Outpatient CDI: Substance and mental health disorders

May 15th, 2017 / By Camille Ruiz, RHIA

May is Mental Health month. It is a reminder to revisit outpatient CDI for substance disorders and mental health disorders. The Agency for Healthcare Research and Quality (AHRQ) statistics indicate one-fourth of U.S. adults have been diagnosed with mental health disorders and/or substance disorders. Studies for Medicare and Medicaid demonstrate that this dual diagnosis patient population accounts for the majority of healthcare expenditures and high utilization of healthcare services. This patient population visits the Emergency Department (ED) with a higher frequency than other populations and constitutes a high percentage of potentially preventable 30-day readmissions. Numerous health reform initiatives have helped reduce inappropriate visits and improve clinical outcomes and quality of care for patients with substance disorders and mental health disorders. 

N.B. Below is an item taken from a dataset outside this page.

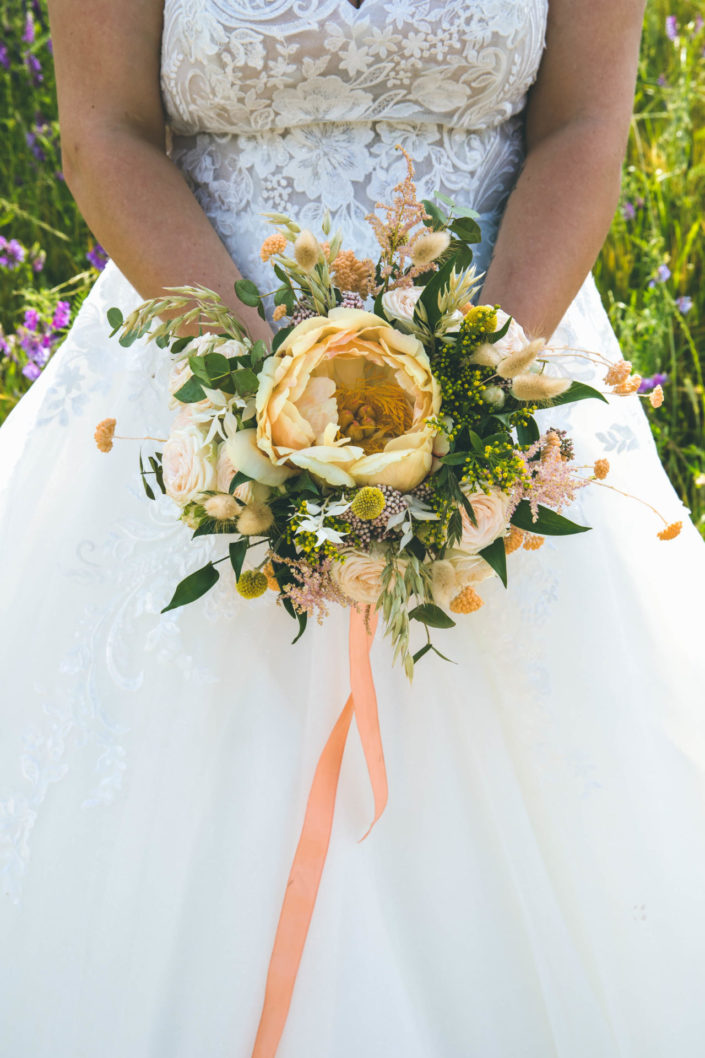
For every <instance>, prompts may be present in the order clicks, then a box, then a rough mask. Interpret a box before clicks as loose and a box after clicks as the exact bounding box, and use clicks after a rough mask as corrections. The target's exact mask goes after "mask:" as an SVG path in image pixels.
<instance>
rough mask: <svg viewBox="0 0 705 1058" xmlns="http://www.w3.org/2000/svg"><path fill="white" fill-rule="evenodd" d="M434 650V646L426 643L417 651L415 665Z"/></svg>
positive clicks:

It can be challenging for physicians to provide detailed documentation with such large outpatient volumes. Educating doctors as needed will reinforce the goal of clear, concise and accurate documentation. The following step-by-step guide, for example, provides education on documenting substance use/abuse:

1. Clarify the specific type of drug or substance, mode and usage specificity:

  • Use refers to taking a substance on a regular basis.
  • Abuse refers to the recurring or habitual use.
  • Dependence refers to continuous or compulsive use with the presence of symptoms such as tolerance and withdrawal. The physician must document dependence. Do not assume “Tobacco use” is tobacco dependence. 
  • The physician must document “in remission” which cannot be taken from nursing notes or other documentation per ICD-10-CM Official Guidelines for Coding and Reporting.

2. Assign blood alcohol levels when available.

3. The physician must link the condition to the substance. Look for opportunities to query.

Examples: Alcoholic cardiomyopathy or alcoholic liver disease, alcoholic dementia. 

4. Use combination codes for relationships between mental conditions and substance disorders.

Example: Patient with alcoholic dependence with alcohol-induced psychotic disorder, use combo code F10.259.

5. Determine substance-induced conditions such as poisoning or adverse effect when undetermined.

6. Clarify mental health disorder specific type, episode, episode type and severity when necessary.

Example: Bipolar Affective Disorder, Type I, recurrent, mixed, moderate

7. Patients with substance disorders are at risk for injury, infection and other medical conditions such as mental health disorders, cirrhosis, malnutrition, dysthymias, GI bleed, viral hepatitis, HIV, endocarditis, stroke, frequent falls, etc. Assign documented secondary diagnosis monitored, treated or impacting decision making.

8. Check conditions, histories and status on the active problem list impacting the current encounter such as:

  • Non-compliance if it causes an exacerbation or relapse of the medical condition being treated. Clarify under dosing, intentional or unintentional, or failure in dosing.
  • Suicidal/homicidal ideation, suicidal attempts and late effects of suicidal attempts
  • Intellectual, learning or developmental disorders.
  • Sleep disorders due to or associated with mental disorders
  • Eating disorders, malnutrition and low/high BMI
  • Sexual dysfunctions and any history of sexual abuse
  • Housing, educational, employment or income/financial status
  • Personal history status such as substance disorders, falls, abuse/neglect/trauma, exposure to second-hand smoke, self-harm, use of restraints ER
  • Refusal of treatment including screening, counseling and cessation
  • Assign feigning illness, malingering and drug seeking

9. Verify Present On Admission status, if undetermined.

10. Provide physician queries that are direct and non-leading.

Camille Ruiz is an inpatient consultant at 3M Health Information Systems.